Em grande parte de especialistas, há consenso de que o STF não tem estrutura para ser uma corte constitucional e ao mesmo tempo julgar crimes comuns, como vêm ocorrendo hoje. Há também quem aponte uma disfunção do Supremo.

“Praticamente não existe no mundo um tribunal constitucional encarregado de julgar milhares de ações criminais”, diz a professora de Direito Público e Direito Constitucional da Universidade Federal do Paraná (UFPR) Estefânia Barbosa. Para a professora, o problema estrutural do STF é claro, com seis a oito mil ações por ano.

Estefânia Barbosa também alerta para o que ela considera “perigoso”, que são as decisões casuísticas sobre questões estruturais do país. “É preciso um entendimento amplo para evitar que, em vez de resolver, se crie novos problemas”, observa.

O professor Marcelo Proença, coordenador da Escola de Direito de Brasília, do Instituto Brasiliense de Direito Público, considera que o pedido de vista feito pelo ministro Dias Toffoli, do STF, permitirá à Câmara dar uma resposta à sociedade. Ele concorda que o Congresso é o melhor fórum para tratar desse tema, mas não vê atropelo com a decisão do Supremo. “A questão do foro vem sendo debatida há algum tempo. Há um debate com a sociedade, no Judiciário, no Congresso. O tema ganhou uma conotação política e o Supremo tenta funcionar como uma espécie de emulador de discussões públicas que se tornam necessárias. O julgamento o STF serviu para que a Corte firmasse o seu entendimento da matéria e sinalizasse para o Congresso de que é hora de decidir”, diz.

Aguardar a Câmara

Para a professora Estefânia, o melhor neste momento é o STF aguardar a decisão da Câmara. “Quem tem competência para mudar a Constituição é o Congresso.
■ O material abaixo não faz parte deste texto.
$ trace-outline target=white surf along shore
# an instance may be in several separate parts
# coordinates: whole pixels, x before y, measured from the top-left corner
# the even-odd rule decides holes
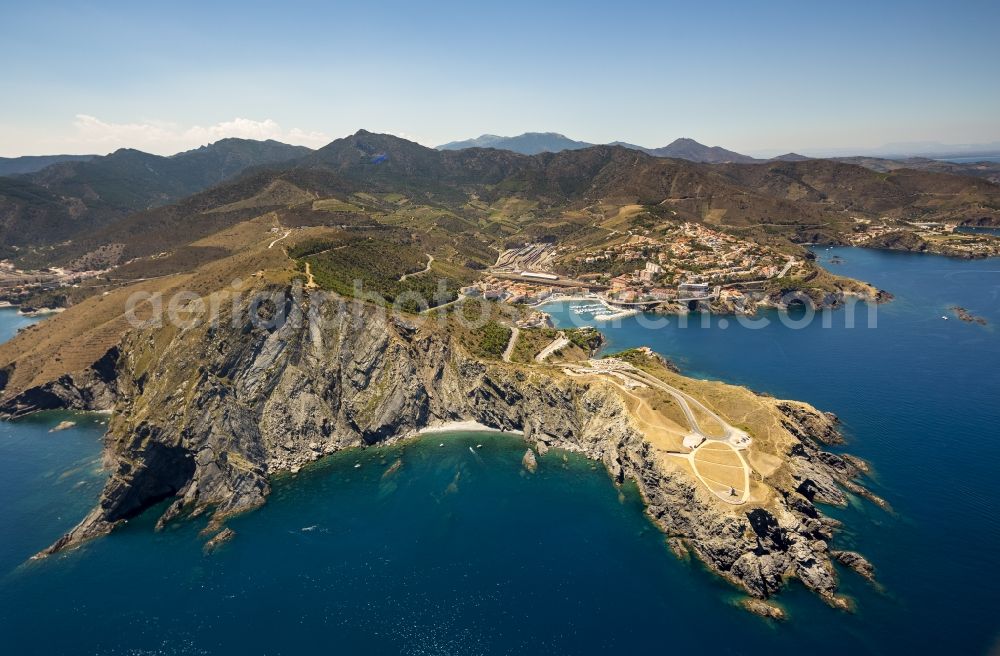
[[[492,428],[478,421],[438,421],[428,426],[424,426],[417,431],[417,435],[427,435],[431,433],[454,433],[458,431],[473,431],[477,433],[507,433],[510,435],[524,435],[523,431],[505,431],[499,428]]]

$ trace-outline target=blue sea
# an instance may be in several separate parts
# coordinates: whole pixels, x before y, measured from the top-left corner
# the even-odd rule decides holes
[[[1000,237],[1000,228],[989,228],[979,226],[958,226],[955,228],[955,232],[964,232],[968,235],[993,235],[994,237]]]
[[[38,317],[26,317],[17,313],[17,308],[0,307],[0,344],[17,334],[17,331],[38,321]]]
[[[793,585],[780,597],[787,623],[758,619],[735,607],[733,588],[671,555],[632,486],[559,452],[527,474],[523,442],[481,433],[344,452],[280,478],[210,555],[204,519],[157,533],[157,508],[26,563],[87,512],[106,476],[104,417],[50,433],[66,415],[49,414],[0,424],[0,653],[995,651],[1000,261],[817,254],[896,300],[871,327],[867,311],[854,327],[845,312],[828,327],[801,312],[768,312],[762,327],[697,316],[687,327],[651,316],[597,325],[608,351],[649,345],[689,375],[842,418],[845,450],[873,463],[869,485],[894,507],[828,509],[845,522],[838,546],[866,554],[883,586],[844,572],[856,613]],[[952,305],[989,325],[959,321]],[[580,317],[549,309],[563,325]]]
[[[976,162],[1000,162],[1000,155],[980,155],[973,157],[945,157],[942,162],[955,162],[956,164],[975,164]]]

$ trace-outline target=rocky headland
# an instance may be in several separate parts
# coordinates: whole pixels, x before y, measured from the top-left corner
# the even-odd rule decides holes
[[[0,385],[7,417],[53,407],[113,411],[99,504],[40,556],[104,535],[165,499],[172,502],[159,526],[210,512],[215,548],[232,537],[228,517],[266,502],[275,474],[430,424],[476,421],[522,431],[541,454],[579,452],[616,482],[634,481],[672,550],[694,554],[755,599],[798,579],[847,608],[833,559],[871,571],[858,554],[834,555],[840,523],[817,505],[846,505],[846,491],[881,501],[856,480],[862,461],[826,450],[841,441],[832,415],[644,361],[654,375],[760,418],[749,426],[752,500],[728,505],[665,457],[612,384],[573,378],[558,365],[473,356],[446,313],[394,316],[299,285],[266,291],[275,301],[263,324],[246,318],[250,308],[223,304],[212,325],[131,331],[90,367],[32,387],[8,386],[8,365]],[[524,460],[529,470],[538,466],[530,450]],[[748,607],[776,614],[770,605]]]

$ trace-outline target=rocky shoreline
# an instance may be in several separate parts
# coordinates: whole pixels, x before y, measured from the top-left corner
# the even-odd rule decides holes
[[[793,292],[778,290],[769,294],[747,295],[738,300],[698,301],[694,308],[680,306],[676,303],[662,304],[653,308],[654,314],[667,316],[683,316],[695,313],[705,313],[717,316],[743,316],[753,318],[764,310],[787,311],[792,304],[800,304],[812,311],[840,310],[852,302],[889,303],[893,295],[885,290],[873,290],[870,293],[856,291],[820,292],[804,290]],[[792,301],[789,303],[788,301]]]
[[[306,321],[313,298],[301,288],[283,293],[280,325],[222,321],[166,341],[155,331],[132,333],[88,372],[4,396],[8,417],[56,404],[114,409],[100,503],[39,556],[104,535],[164,499],[173,501],[158,526],[210,512],[206,531],[221,538],[228,517],[265,503],[278,473],[437,422],[475,421],[522,431],[539,453],[561,448],[599,460],[618,483],[635,481],[672,550],[696,555],[753,598],[798,579],[832,606],[850,607],[837,594],[831,551],[840,523],[816,504],[846,505],[845,489],[877,497],[857,482],[861,461],[825,450],[840,441],[832,416],[754,397],[780,419],[789,447],[762,479],[767,503],[734,510],[665,464],[611,385],[573,380],[557,367],[481,361],[447,329],[359,303],[346,304],[348,312],[324,305]],[[538,463],[528,453],[530,470]]]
Há uma pressa do Supremo para se livrar dos processos, mas é preciso ter paciência. Numa República não se deve admitir privilégios, mas a decisão de mudança do foro deve partir do Congresso”, defende.

O professor Marcelo Proença entende que a regra em discussão no Congresso, já aprovada no Senado, é mais clara e atinge muito mais autoridades. “É preciso haver um entendimento entre as duas instituições. O STF tem a competência para interpretar a Constituição, mas o Congresso é o melhor fórum para decidir sobre esse tema.”

“Mesmo que o Supremo decida, caso o Congresso vote a PEC, vai prevalecer a decisão Legislativo”, sentencia Rubens Bueno.

As origens do foro

A prerrogativa de foro surgiu na Constituição do Império do Brasil em 1824. A regra garantia o foro privilegiado à família imperial e diversos cargos do Estado. Com a proclamação da República em 1889, surge uma nova Constituição (1891), o qual abrangeu ainda mais o foro privilegiado. Na Constituição de 1937 ficou disposto que os privilegiados seriam julgados por uma comissão criada pelo Presidente da República, algo parecido com o Supremo Tribunal Federal. Finalmente, na Constituição de 1988 o tema se consolidou e ganhou novas proporções, abrangendo posteriormente um grande número de autoridades.